Cursing, Shade helped Skulk load the kid’s body onto a stretcher and wheel it to the rig. The black ambulance, one of two servicing Underworld General Hospital, was protected by a spell that rendered it unnoticeable to humans, but here, the cloak wasn’t needed. They were in a quiet part of New York City, a formerly industrialized area that had been abandoned during Prohibition and was only now starting to build up again as a residential neighborhood.
“Let’s roll,” Shade said, and slammed shut the rig’s rear doors.
It was Skulk’s turn to drive, so Shade climbed into the passenger seat, popped a stick of gum into his mouth, and concentrated on filling out the run sheet.
Patient’s chief complaint? Deadness due to organ removal.
Patient’s response to treatment? Still fucking dead.
“Sonofabitch.” Shade pinged the pen at the dash. “This sucks—” He cut off, suddenly shaken by a rumble deep inside him, an earthquake in his very soul. Pain rolled up from the epicenter, spreading through his body until the tsunami of agony slammed him backward in his seat.
“Shade? What is it? Shade?” Skulk shook his shoulder, but he barely noticed. He threw open the door, thankful they hadn’t taken off yet, and fell from the vehicle.
His knees hit the pavement with a crack he heard through the roar of blood in his ears. Doubled over, he wrapped his arms around his gut. Blackness engulfed his vision, his brain. One of his brothers was dead. Who? Gods, who?
He reached out with his mind to connect with Wraith, the brother who couldn’t be more his opposite, but with whom Shade had a unique connection. Nothing. He couldn’t feel Wraith at all. Struggling for each breath, he felt for the weaker connection with Eidolon, but again, nothing. He couldn’t sense Roag, either.
In the background, he heard Skulk talking on her cell phone with Solice, the on-duty triage nurse at the hospital. “Where are Shade’s brothers? I need to know. Now!”
“Skulk …” he gasped.
She knelt next to him. “Hold on.” She listened into the phone for a moment. “Okay, Solice says Roag went to Brimstone. She’s all mad because he wouldn’t take her with him, but she’s getting ready to head there now. She doesn’t know where E and Wraith are. They refused to go with Roag.”
Not a shock. No Seminus in his right mind would step inside a demon pub where female lust could hold you prisoner for days, or worse, send you to your death at the claw-end of a jealous male. But then, Roag had never been in his right mind.

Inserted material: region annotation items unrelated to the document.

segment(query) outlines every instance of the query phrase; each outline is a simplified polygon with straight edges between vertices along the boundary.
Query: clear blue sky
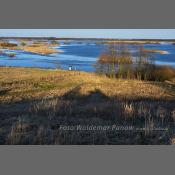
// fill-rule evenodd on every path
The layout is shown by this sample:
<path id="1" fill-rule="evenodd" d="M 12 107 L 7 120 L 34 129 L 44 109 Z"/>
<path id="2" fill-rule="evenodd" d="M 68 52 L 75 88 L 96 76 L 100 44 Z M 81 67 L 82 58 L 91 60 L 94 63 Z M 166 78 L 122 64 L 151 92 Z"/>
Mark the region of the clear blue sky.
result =
<path id="1" fill-rule="evenodd" d="M 0 36 L 175 39 L 175 29 L 0 29 Z"/>

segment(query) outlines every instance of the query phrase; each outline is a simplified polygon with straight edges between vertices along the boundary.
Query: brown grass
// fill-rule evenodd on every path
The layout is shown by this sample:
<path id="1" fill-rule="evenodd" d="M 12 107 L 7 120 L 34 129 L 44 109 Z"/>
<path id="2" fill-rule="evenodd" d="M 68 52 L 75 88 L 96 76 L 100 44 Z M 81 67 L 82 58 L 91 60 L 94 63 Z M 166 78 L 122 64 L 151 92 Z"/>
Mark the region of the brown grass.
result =
<path id="1" fill-rule="evenodd" d="M 174 104 L 173 82 L 2 67 L 0 144 L 172 144 Z M 59 130 L 61 125 L 114 124 L 146 129 Z"/>

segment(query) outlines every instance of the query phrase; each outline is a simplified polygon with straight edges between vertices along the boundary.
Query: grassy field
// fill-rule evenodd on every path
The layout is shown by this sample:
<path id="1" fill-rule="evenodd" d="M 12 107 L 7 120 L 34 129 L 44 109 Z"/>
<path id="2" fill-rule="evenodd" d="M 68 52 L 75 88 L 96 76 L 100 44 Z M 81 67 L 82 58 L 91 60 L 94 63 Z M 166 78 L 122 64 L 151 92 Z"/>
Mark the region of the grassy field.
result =
<path id="1" fill-rule="evenodd" d="M 0 68 L 0 144 L 172 144 L 174 121 L 173 81 Z M 115 124 L 134 129 L 59 129 L 60 125 Z"/>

Shade groaned, swallowed sickly. Gradually, a pinpoint of light pierced the darkness. Wraith. He could feel Wraith’s life force. Thank the gods. Relief made his shoulders sag, but only for a second. He couldn’t sense Eidolon. Blindly, he reached out with his hand as though he could touch his brother. Skulk caught his arm, twined her fingers through his.
“Breathe, Paleshadow,” she whispered, using the childhood nickname she’d given him over eighty years ago. “We’ll get through this.”
Not if E was dead. Shit, he was the brother who kept them all level, who kept Roag in line and Wraith alive.
Awareness sifted through him. Eidolon. He was safe.
The pain faded, but a gnawing, aching emptiness drilled one more hole into Shade’s soul. Seminus demons were connected to all their brothers, and when one died, he took a chunk of his surviving siblings with him. Thirty-seven deaths later, Shade felt like a colander.
“Who was it?” Skulk asked softly.
“Roag.” He drew in a deep, shuddering breath. “It was Roag.”
“I’m sorry.”
“So am I,” he said, but it was an automatic response. As much as he hated to admit it, the world was now a better place.